Pool of event sequences (single timestamp per entity row).

SETTINGS_CLASS[source]#

alias of EventSequenceSettings

__init__(store: str | Path | SequenceStore, *, id_column: str = 'id', time_column: str = 'time', entity_features: list[str] | None = None, static_features: list[str] | None = None, cast_recipe: SequenceCastRecipe | dict | None = None) None[source]#

Create an event sequence pool backed by store.

Parameters:
  • store – Store path, name, or SequenceStore instance.

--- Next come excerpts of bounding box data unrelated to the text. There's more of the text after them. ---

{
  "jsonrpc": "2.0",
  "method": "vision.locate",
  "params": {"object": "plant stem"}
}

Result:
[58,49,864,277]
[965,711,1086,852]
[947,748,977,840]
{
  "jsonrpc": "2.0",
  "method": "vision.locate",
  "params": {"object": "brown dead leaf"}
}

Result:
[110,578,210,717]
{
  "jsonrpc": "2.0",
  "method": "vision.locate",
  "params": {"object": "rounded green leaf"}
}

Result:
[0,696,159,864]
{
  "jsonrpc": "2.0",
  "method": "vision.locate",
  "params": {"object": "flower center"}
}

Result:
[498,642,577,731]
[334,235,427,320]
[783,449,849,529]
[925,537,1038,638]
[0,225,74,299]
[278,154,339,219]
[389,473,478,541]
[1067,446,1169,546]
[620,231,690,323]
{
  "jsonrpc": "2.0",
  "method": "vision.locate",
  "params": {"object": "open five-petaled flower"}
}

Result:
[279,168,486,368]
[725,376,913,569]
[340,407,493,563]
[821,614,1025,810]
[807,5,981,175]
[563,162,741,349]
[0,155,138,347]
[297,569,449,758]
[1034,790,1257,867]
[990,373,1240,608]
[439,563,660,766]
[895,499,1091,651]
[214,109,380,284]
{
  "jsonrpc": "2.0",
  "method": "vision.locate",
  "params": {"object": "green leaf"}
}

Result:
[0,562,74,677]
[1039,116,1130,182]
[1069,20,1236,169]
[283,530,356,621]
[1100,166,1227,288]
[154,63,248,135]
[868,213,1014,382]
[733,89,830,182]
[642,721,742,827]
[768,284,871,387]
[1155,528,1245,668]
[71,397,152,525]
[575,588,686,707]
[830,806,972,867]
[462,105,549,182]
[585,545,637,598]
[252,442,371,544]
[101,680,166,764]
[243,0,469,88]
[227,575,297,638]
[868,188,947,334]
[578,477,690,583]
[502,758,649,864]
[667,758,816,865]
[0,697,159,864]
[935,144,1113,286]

  • id_column – User-facing name for the sequence ID column.

  • time_column – User-facing name for the event timestamp column.

  • entity_features – Subset of entity feature names to expose. None → all available from the store.

  • static_features – Static feature names to expose. None → all available. [] → none.

  • cast_recipe – Optional cast recipe (or dict) applied at read time. Normalised via SequenceCastRecipe.coerce() and probed eagerly.

Raises:

TypeError – If cast_recipe is not a SequenceCastRecipe, dict, or None.

as_event() EventSequencePool[source]#

Return this pool unchanged . Source and target types are identical.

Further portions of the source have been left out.